Except they’re not. On May 18, EPA published a final rule rescinding the rule it had issued implementing E.O. 13891. In explaining why it was OK for EPA to free itself from the obligation to provide access to all of its currently effective guidance documents on a single Web page, EPA said “The EPA will continue to make Agency guidance available to the public on the Agency’s website at https://www.epa.gov.” But that’s the agency’s home page, not a page dedicated to guidance documents. In other words, “all our guidance documents are on our website, somewhere. Good luck!” The Agency still maintains a guidance landing page (https://www.epa.gov/guidance). But it was newly updated on May 11. And now, it says the following (note italicized words):
As part of its mission to protect human health and the environment, EPA works to inform and educate the public about its policies and activities. This includes issuing materials that could be broadly considered “guidance” such as interpretive memoranda, policy statements, manuals, bulletins, and advisories. Users can find and access many of these materials by searching topics of interest through one of the following areas:
• Regulatory and Guidance Information by Topic
Alternatively, users can visit any https://epa.gov page, and use the “Search Epa.gov” box in the upper-right corner of the page. If you do not find what you are looking for, you may wish to contact a hotline or reach out via “Contact Us” on the page most closely related to your topic of interest.
There are two likely reasons why EPA backpedaled like this. The more innocent is that keeping track of what guidance is “in effect,” and posting all and only such documents via a central Web portal, is logistically challenging and requires resources that could be spent on other activities.

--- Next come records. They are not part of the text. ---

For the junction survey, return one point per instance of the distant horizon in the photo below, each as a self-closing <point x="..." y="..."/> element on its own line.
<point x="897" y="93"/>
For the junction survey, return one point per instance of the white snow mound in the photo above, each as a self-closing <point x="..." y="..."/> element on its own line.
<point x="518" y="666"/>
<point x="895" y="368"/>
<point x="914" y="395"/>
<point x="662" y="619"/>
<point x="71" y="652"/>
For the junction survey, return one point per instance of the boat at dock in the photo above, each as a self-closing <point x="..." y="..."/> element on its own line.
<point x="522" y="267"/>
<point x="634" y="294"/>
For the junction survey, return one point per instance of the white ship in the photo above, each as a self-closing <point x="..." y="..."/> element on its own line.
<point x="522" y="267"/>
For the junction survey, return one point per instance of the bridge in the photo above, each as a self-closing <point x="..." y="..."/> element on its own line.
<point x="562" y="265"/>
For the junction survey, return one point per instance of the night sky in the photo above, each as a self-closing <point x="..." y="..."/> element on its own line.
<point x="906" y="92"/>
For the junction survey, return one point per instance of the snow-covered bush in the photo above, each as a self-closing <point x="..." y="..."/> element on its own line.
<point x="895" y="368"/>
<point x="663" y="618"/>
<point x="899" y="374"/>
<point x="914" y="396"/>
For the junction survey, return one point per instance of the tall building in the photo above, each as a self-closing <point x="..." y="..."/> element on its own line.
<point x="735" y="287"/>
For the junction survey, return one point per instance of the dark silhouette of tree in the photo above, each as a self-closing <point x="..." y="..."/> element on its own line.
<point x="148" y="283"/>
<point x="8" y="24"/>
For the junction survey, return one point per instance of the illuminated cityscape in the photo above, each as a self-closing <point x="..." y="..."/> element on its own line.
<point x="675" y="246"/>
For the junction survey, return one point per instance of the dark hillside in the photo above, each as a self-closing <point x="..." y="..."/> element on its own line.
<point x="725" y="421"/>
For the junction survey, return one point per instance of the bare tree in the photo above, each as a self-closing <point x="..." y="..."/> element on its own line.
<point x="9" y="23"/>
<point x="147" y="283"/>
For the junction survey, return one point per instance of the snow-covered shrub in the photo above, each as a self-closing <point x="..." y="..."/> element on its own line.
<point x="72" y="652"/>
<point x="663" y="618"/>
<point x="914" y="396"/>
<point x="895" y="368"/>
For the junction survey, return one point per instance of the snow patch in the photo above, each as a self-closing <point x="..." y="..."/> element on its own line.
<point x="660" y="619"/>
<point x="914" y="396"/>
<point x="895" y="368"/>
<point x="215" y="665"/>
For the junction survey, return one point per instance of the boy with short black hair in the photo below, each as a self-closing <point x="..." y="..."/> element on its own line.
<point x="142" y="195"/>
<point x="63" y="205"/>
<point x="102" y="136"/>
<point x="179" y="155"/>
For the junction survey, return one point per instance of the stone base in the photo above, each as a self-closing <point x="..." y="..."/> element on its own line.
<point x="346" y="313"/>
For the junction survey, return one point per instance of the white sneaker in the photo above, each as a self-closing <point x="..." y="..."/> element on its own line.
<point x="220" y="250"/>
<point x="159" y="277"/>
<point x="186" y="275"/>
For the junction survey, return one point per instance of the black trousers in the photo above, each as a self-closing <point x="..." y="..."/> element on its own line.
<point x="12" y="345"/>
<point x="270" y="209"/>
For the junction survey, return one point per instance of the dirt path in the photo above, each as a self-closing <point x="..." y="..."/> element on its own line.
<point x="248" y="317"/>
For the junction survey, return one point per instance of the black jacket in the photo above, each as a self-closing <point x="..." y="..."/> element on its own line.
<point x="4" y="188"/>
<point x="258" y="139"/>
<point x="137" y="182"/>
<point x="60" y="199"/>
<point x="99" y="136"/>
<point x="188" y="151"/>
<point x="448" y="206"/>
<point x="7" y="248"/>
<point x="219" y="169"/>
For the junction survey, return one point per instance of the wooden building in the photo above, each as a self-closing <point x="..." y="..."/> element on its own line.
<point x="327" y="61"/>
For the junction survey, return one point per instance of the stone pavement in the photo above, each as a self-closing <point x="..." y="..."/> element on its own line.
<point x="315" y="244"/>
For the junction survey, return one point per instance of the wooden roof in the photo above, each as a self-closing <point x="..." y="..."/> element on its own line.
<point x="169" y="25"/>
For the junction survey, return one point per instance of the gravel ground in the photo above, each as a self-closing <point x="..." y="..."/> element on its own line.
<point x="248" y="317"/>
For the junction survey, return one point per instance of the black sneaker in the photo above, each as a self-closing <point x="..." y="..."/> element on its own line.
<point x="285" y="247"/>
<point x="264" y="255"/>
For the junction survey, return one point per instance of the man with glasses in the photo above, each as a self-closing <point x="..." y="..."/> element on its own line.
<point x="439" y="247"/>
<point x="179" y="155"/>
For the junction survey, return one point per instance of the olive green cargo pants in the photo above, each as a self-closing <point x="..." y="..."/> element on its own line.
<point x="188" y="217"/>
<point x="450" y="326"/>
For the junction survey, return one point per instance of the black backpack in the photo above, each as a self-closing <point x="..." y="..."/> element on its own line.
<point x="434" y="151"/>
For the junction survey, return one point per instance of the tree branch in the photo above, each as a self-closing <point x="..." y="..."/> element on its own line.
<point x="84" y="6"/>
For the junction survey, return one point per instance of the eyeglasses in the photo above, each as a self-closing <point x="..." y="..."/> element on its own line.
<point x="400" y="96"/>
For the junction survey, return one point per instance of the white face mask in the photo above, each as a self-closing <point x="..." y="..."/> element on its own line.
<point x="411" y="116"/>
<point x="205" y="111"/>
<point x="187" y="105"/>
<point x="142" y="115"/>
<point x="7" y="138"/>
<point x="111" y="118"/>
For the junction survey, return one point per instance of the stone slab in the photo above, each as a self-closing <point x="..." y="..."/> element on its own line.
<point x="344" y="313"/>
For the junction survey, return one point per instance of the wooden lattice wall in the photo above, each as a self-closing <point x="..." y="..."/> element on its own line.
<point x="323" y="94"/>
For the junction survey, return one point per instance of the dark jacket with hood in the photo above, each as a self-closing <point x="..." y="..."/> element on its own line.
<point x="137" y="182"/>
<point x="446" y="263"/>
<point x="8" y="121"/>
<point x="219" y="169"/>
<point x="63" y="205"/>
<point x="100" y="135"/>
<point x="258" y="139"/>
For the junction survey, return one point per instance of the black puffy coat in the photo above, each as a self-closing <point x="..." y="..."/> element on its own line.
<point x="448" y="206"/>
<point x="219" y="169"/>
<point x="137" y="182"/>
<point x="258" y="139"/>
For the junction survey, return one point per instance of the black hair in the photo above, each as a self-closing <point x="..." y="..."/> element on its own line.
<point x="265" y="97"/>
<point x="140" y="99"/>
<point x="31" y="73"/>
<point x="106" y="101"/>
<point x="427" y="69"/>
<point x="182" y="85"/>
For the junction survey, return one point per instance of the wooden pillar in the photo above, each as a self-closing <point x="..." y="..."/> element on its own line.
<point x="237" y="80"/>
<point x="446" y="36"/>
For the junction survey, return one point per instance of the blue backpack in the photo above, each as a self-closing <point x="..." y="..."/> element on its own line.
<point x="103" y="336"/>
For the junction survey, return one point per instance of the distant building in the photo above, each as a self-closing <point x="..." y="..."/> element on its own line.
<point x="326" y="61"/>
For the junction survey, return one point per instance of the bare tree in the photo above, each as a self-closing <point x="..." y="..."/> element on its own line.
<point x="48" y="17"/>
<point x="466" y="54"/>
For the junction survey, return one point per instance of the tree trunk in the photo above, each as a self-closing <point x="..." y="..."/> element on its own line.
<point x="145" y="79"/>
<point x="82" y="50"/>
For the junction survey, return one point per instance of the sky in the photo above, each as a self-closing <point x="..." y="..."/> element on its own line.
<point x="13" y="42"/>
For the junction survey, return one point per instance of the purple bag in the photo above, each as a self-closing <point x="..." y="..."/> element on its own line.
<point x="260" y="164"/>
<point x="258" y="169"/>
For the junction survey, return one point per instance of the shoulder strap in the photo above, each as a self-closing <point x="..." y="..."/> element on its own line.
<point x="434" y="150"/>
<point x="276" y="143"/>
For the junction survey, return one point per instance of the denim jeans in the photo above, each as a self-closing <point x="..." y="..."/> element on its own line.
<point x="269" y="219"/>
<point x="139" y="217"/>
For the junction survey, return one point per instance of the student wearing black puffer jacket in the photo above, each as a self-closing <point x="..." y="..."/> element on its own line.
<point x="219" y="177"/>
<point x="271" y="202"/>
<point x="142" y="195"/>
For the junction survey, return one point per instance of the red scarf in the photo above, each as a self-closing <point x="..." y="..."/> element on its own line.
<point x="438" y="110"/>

The other reason is strategic: EPA benefits when its staff, particularly its lawyers, know which guidance documents are important for which issues – and the public doesn’t. These situations allow EPA staff to play guidance documents like trump cards in a way that they could not if all the guidance cards were face up on the same table. Of course, the ability of agencies to deploy “secret law” was a chief impetus behind the APA (which includes FOIA). The arc of the regulatory universe is long, but it bends toward transparency and fairness. It’s disappointing to see this Administration, in particular, try to bend it in a different direction.
Jamie Conrad is the Principal of Conrad Law & Policy Counsel in Washington, D.C., and a former Chair of the ABA’s Section of Administrative Law & Regulatory Practice.